Ca. 1 Minute nach dem Startschuß war ich schon völlig allein,  nahezu alle Fahrer meiner Gruppe hatten schon viele Meter Rückstand. Nach exakt 10 Minuten hatte ich die letzten Fahrer der fünf Minuten vor mir gestarteten Gruppe eingeholt. Erst später erfuhr ich,  das es ein gesetztes Feld gab,  zudem wir leider nicht gehörten. So fand ich während des gesamten Rennens keine Gruppe mit der ich mal hätte schnell fahren können. Dafür hatte ich ständig norwegische Fahrer für einige Minuten im Schlepptau,  bevor sie wieder abreißen lassen mußten. Die Strecke führte zunächst auf Asphalt 400 Höhenmeter lang aus Rena heraus,  dann wechselte der Belag auf ein sandiges,  aber festes Geläuf. Störend war nur das ein oder andere tiefe Schlagloch,  Konzentration war also dennoch gefragt. Den Schnitt konnte man hoch halten, solange man bereit war im Slalomkurs durchs Feld zu pflügen. Dafür entschädigte aber das wunderbare und reizvolle Landschaftsbild. Die Natur ist ein bißchen vergleichbar mit einer Hochfläche im alpinen Bereich., Die Nadelholzbäume weisen verkrüppelten Wuchs auf,  viel Niedermoor war zu sehen,  vermischt mit Birken und Ebereschen. Die Begeisterung an der Strecke war bemerkenswert. Die Zuschauer waren liebevoll bis teilweise enthusiastisch. In Norwegen wird scheinbar der Volkssport groß geschrieben.
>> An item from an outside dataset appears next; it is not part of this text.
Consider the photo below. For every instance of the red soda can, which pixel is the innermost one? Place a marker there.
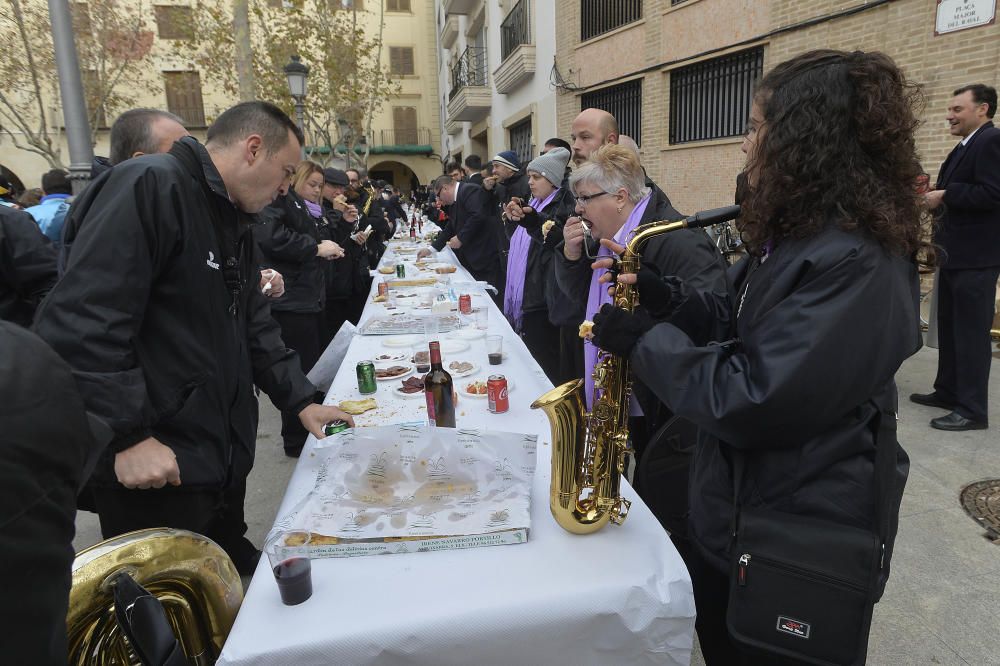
(496, 394)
Für mich lief das Rennen sehr ordentlich. Motiviert durch die vielen Überholmanöver gönnte ich mir kaum Ruhephasen und marschierte durchs Feld. Die Anstiege nahm ich häufig ohne vorher zu schalten im Wiegetritt. Häufig versuchte ich die Hügel mit mindestens 20 km/h zu nehmen,  was bei ausreichendem Schwung und richtiger Übersetzung meist gelang. Die Gefällstrecken waren immer so,  das man noch ordentlich mitpedalieren konnte. Aber km 60 häuften sich die Fußgänger auf der Strecke. Viele Biker waren nicht ausreichend für die 92 km und 1500 Höhenmeter vorbereitet. Krämpfe wurden zahlreich behandelt,  manche brauchten bergauf mit dem Bike fast die gesamte Wegesbreite. Die Stimmung im Feld war immer fröhlich und kameradschaftlich. Mit meinem SKS Germany Trikot wurde ich häufig als Deutscher identifiziert und angesprochen. Viele der Mitfahrer erzählten mir von deutschen Vorfahren oder deutschen Freunden.
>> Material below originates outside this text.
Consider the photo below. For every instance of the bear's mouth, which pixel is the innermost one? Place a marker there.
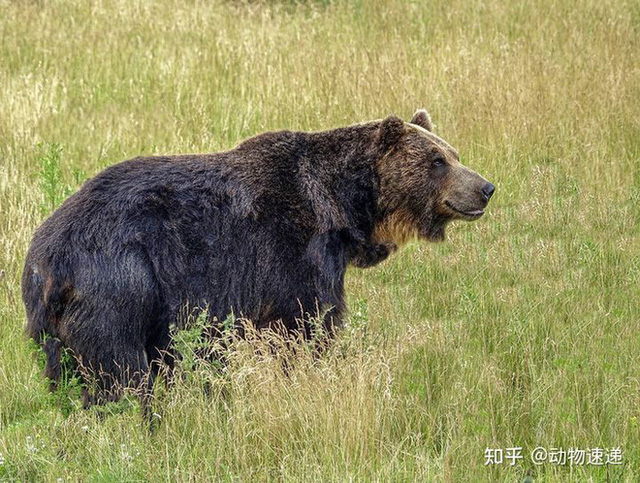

Gegen Ende des Rennens konnte ich,  auch begünstigt durch einige Gefällstrecken meinen schnitt in diesem Bereich auf über 30 km/h schrauben,  im Gesamtschnitt waren es später 26 km/h. Bei km 70 fuhr ich zu Dieter Zahlten auf,  er war auf einer Brücke angefahren worden und gestürzt. Er hatte aber keine Probleme das Rennen zu beenden. Wolfgang und Peter habe ich nicht mehr eingeholt,  sie warteten bereits im Ziel auf mich, die Kühlbox hatte ihren ersten Angriff bereits überstanden.
Die Verpflegung unterwegs war perfekt,  verschiedene Getränke,  Obst,  Milchbrötchen und Rosinen,  für jeden Geschmack war etwas dabei. Erstaunt hat mich nur,  wie viele Flaschen von den Fahrern einfach weggeworfen werden. Später im TV sah man wie Unmengen von Flaschen und Verpackungen schon wenige Minuten nachdem der letzte Fahrer durch war wieder zusammengekehrt waren.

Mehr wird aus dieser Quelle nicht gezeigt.